One of the vindications of Gruwell’s enlightened educational approach lies in the writings of her students, compiled in the book, The Freedom Writers Diary, which so moved the film’s creators. Each entry stands on its own, as the following sampling demonstrates:
Diary 85 quotes from a pastor in Nazi Germany who famously “summarized the outcome of what happens when no one takes a stand. ‘They came for the trade unions, but I was not a trade unionist, so I didn’t respond. Then they came for the Socialists, but I was not a Socialist, so I didn’t respond. Then they came for the Jews and since I was not a Jew, I didn’t respond. Then they came for me and there was no one left to speak out for me.’ Next to this quote was a picture of the concentration camp. I looked at that picture for a while repeating the words in my head. The more I thought about it, the more I cried.”
Diary 78
“An innocent young man is now a criminal mind,
Having nightmares of murders every single time.
But this time you’ll think this fool should see the light,
but he’s jumped in a gang and they nickname him ‘Snipe,’...
“He goes to Wilson High with a messed-up trail
and meets a guardian angel named Erin Gruwell.
He learns about the Holocaust, Anne Frank and the Jews.

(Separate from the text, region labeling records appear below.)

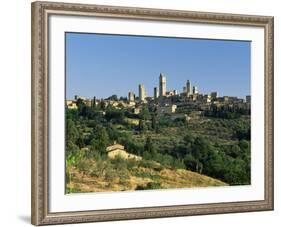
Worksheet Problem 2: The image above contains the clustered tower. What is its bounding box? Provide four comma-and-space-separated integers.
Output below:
159, 73, 167, 97
139, 84, 145, 102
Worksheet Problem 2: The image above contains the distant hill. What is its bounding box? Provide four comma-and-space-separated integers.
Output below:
67, 160, 227, 193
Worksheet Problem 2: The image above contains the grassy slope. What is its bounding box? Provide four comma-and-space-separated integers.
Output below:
67, 163, 227, 192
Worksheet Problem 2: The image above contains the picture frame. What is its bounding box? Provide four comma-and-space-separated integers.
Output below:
31, 2, 274, 225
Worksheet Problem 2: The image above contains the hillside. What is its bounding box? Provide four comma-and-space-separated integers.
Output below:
67, 160, 227, 193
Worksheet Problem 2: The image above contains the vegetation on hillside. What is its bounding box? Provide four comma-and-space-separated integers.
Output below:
66, 100, 251, 192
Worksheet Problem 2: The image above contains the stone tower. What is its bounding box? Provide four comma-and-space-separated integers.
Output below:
159, 73, 167, 97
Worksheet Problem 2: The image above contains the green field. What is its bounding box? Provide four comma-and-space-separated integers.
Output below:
66, 102, 251, 193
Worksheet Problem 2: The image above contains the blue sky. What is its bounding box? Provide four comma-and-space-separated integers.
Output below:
66, 33, 251, 99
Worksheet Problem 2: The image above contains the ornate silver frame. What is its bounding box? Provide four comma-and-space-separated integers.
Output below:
32, 2, 274, 225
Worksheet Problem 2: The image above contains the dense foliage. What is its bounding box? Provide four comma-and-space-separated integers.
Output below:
66, 99, 251, 189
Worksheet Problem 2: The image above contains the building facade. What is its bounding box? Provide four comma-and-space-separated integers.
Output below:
139, 84, 145, 102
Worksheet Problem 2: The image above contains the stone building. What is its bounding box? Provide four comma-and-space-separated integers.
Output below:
106, 143, 142, 161
159, 73, 167, 97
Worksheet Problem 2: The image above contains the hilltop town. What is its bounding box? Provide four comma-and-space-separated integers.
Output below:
65, 73, 251, 193
66, 73, 251, 119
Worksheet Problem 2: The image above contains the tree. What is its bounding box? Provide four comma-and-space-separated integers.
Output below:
151, 114, 157, 131
144, 136, 155, 153
140, 106, 151, 121
91, 125, 109, 153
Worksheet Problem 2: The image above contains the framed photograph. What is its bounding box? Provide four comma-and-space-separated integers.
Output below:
32, 2, 273, 225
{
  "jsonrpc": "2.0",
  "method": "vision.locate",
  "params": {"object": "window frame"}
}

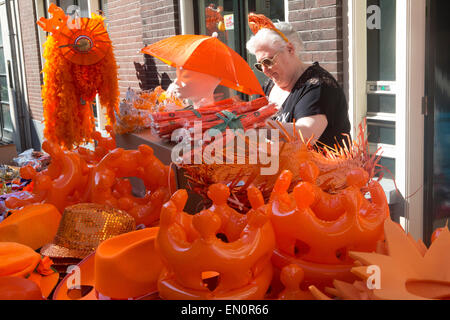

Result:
[344,0,426,239]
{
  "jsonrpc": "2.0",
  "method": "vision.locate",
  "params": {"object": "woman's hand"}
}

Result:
[267,114,328,144]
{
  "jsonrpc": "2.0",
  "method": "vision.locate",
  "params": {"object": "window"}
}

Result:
[366,0,397,179]
[0,4,14,142]
[193,0,285,98]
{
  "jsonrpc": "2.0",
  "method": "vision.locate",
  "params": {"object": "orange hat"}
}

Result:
[0,242,59,298]
[0,204,61,250]
[41,203,136,259]
[0,277,43,300]
[53,227,162,300]
[248,12,289,42]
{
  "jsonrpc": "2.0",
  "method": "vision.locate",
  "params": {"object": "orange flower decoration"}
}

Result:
[38,4,120,150]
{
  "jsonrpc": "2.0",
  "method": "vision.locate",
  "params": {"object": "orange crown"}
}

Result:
[157,185,275,300]
[248,12,289,42]
[271,162,389,265]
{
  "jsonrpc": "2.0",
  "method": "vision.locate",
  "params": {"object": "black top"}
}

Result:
[263,62,350,147]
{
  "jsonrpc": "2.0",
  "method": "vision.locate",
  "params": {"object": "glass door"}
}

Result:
[424,0,450,245]
[366,0,401,202]
[0,4,14,143]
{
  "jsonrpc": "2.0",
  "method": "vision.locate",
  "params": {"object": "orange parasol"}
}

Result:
[142,35,264,96]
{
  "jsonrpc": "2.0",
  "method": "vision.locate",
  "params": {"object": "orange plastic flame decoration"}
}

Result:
[310,219,450,300]
[248,12,289,42]
[156,185,275,300]
[270,162,389,286]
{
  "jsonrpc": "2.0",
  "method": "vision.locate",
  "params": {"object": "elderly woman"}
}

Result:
[247,22,350,147]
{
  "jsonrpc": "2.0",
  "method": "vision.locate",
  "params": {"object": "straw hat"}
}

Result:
[0,204,61,250]
[0,242,59,298]
[0,277,43,300]
[41,203,136,259]
[53,227,162,300]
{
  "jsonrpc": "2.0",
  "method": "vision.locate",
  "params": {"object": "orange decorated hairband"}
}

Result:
[248,12,289,43]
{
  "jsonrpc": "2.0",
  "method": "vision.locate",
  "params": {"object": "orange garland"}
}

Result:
[40,6,120,150]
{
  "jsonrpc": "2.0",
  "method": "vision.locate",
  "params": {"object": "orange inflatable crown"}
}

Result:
[157,185,275,300]
[269,162,389,286]
[248,12,289,42]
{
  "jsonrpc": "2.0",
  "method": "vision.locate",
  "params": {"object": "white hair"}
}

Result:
[247,22,303,56]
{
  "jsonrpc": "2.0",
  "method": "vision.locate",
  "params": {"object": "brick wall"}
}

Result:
[19,1,43,120]
[289,0,344,86]
[108,0,179,97]
[139,0,180,89]
[107,0,144,97]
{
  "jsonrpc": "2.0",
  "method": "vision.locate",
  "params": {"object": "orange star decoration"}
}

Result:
[37,4,119,150]
[310,219,450,300]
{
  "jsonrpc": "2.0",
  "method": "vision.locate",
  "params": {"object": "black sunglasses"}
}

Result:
[254,51,281,72]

Now the time comes that he should choose....
“But people say it’s hard to see.
This life of emotions is all about me.
All this is true, because I’m not a liar
Just a brokenhearted male with a label—Freedom Writer!”
Diary 43 “ ‘If you could live an eternity and not change a thing or exist for the blink of an eye and alter everything, what would you choose?’ This was one of Ms. G’s questions after we read this poem. [Moment by Vincent Guilliano, 1991]
“ ‘Yet gathering for one fatal moment / The power to blow the top clean off the world / Oh to last the blink of an eye and leave nothing / But nothing unmoved behind you.’
“We all thought that Ms. Gruwell’s lesson was really powerful and all, but us? Lightning and thunder? Not likely. The below-average sure-to-drop-out kids? Please, ever since I can remember, we’ve been put down and stepped on, and now all of a sudden we have the potential to change the world?...
“But it wasn’t until Miep’s visit that it finally made sense [The Freedom Writers raised money to bring Miep Gies to Wilson]. I remember talking about how much we admired her for risking everything to take care of Anne and her family. She said that she had only done it because it was the ‘right thing to do.’
“Someone stood up and said that Miep was their hero.
“ ‘No, you’re the real heroes,’ she answered. There she was, one of the most heroic women of all time, telling us that we were heroes.
“ ‘Do not let Anne’s death be in vain,’ Miep said, using her words to bring it all together. Miep wanted us to keep Anne’s message alive, it was up to us to remember it.... That’s when it all became clear. Anne’s message of tolerance was to become our message.
“At that moment, I became like the fire, and like the lightning and like thunder.”